Annual Report Ranks Maine Bridges Among Most 'Structurally Deficient'
According to an annual report from the American Road & Transportation Builders Association, Maine ranks seventh in the country for its percentage of bridges rated "structurally deficient."
Maria Fuentes of the Maine Better Transportation Association says Maine has made some progress in recent years — it used to rank sixth.
"The Department of Transportation has reduced the number of bridges, but we're still way behind the eight ball. And, it's something that really needs a big infusion of investment," she says.
And Maine's gas tax no longer provides enough funding for repairs.
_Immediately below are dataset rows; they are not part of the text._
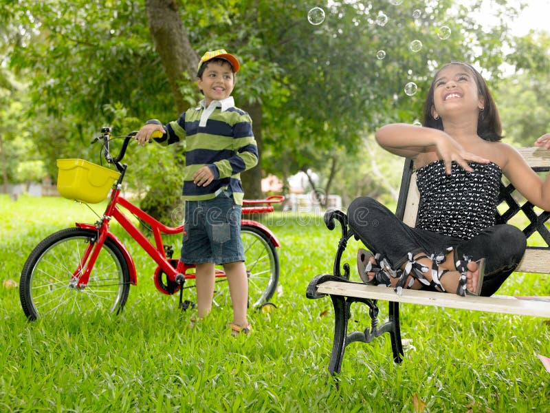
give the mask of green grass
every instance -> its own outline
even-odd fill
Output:
[[[352,343],[336,386],[330,299],[305,298],[313,277],[331,271],[338,244],[320,216],[265,220],[282,244],[278,308],[251,313],[253,335],[236,339],[230,308],[188,328],[192,313],[156,290],[155,266],[120,232],[138,272],[122,315],[27,322],[19,288],[3,282],[19,282],[45,235],[95,218],[66,200],[6,195],[0,216],[0,411],[415,412],[418,398],[424,412],[550,412],[550,374],[536,357],[550,356],[550,324],[536,317],[402,305],[403,363],[387,335]],[[344,257],[352,270],[358,246]],[[550,277],[516,274],[501,291],[550,295]],[[352,310],[350,324],[367,327],[363,306]]]

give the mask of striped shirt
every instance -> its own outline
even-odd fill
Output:
[[[166,134],[155,140],[164,145],[186,143],[184,199],[209,200],[220,191],[228,189],[235,203],[242,204],[244,191],[240,173],[258,163],[252,119],[245,112],[235,107],[231,96],[214,100],[208,107],[205,105],[203,99],[199,106],[165,125]],[[206,187],[199,187],[193,182],[192,176],[205,165],[210,168],[214,180]]]

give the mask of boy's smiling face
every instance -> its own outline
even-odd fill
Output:
[[[229,62],[213,61],[207,65],[202,78],[197,78],[197,84],[204,94],[208,107],[212,100],[221,100],[231,96],[235,87],[233,69]]]

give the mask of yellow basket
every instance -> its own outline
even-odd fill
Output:
[[[104,200],[120,176],[83,159],[58,159],[57,167],[57,190],[61,196],[90,204]]]

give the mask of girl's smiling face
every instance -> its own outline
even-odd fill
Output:
[[[434,81],[434,117],[456,110],[471,112],[477,116],[483,107],[475,76],[461,65],[450,65],[442,69]]]
[[[212,100],[221,100],[231,96],[235,78],[229,62],[213,61],[207,64],[202,78],[197,78],[197,84],[204,94],[208,107]]]

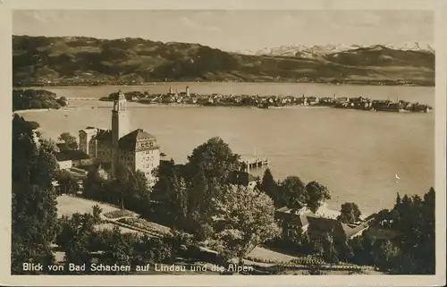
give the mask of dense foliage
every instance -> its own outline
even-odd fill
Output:
[[[315,211],[331,198],[329,190],[316,181],[305,184],[298,176],[275,181],[268,169],[254,189],[230,184],[229,175],[241,165],[219,138],[195,148],[184,165],[173,161],[161,165],[153,188],[142,173],[123,165],[110,173],[97,166],[88,173],[83,196],[163,222],[172,232],[149,237],[122,233],[117,226],[97,229],[106,218],[97,206],[91,214],[57,219],[53,181],[57,179],[69,194],[75,192],[77,182],[59,171],[54,143],[34,142],[37,126],[13,116],[13,274],[30,273],[23,272],[23,262],[53,264],[52,243],[65,253],[67,263],[87,266],[173,263],[203,244],[220,251],[224,262],[232,257],[240,262],[255,247],[268,244],[318,262],[371,265],[390,274],[434,273],[433,189],[423,198],[398,194],[392,209],[371,216],[366,233],[347,240],[308,233],[299,226],[278,226],[275,207],[307,206]],[[339,220],[346,224],[358,221],[361,215],[355,203],[343,204]],[[382,230],[392,236],[374,233]]]
[[[259,189],[274,200],[276,207],[300,208],[306,206],[316,212],[325,200],[331,199],[331,193],[325,186],[315,181],[305,184],[295,175],[275,181],[268,168],[264,173]]]
[[[53,263],[50,244],[57,233],[55,192],[58,173],[54,147],[33,141],[32,124],[13,118],[12,273],[22,263]]]

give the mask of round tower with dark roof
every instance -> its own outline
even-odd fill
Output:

Fuentes says a legislative commission that was created last year came up with some ideas.
"More money should come from the general fund, in part because the transportation sector generates so much income, especially in sales tax revenue for the general fund, and there should be an increase in gasoline and diesel taxes. But, not surprisingly, the gas and diesel tax piece was not unanimous," she says.
Fuentes says the state has a backlog of bridge repairs estimated at $176 million. She says a bond issue on the July ballot would fill only part of the need.
"There's $90 million in there for roads and bridges and another $15 million for transit, for rail, for non-highway modes," she says.
The Legislature has been grappling with how to close a persistent gap between highway funding and construction needs. No solution was reached during this year's shortened legislative session.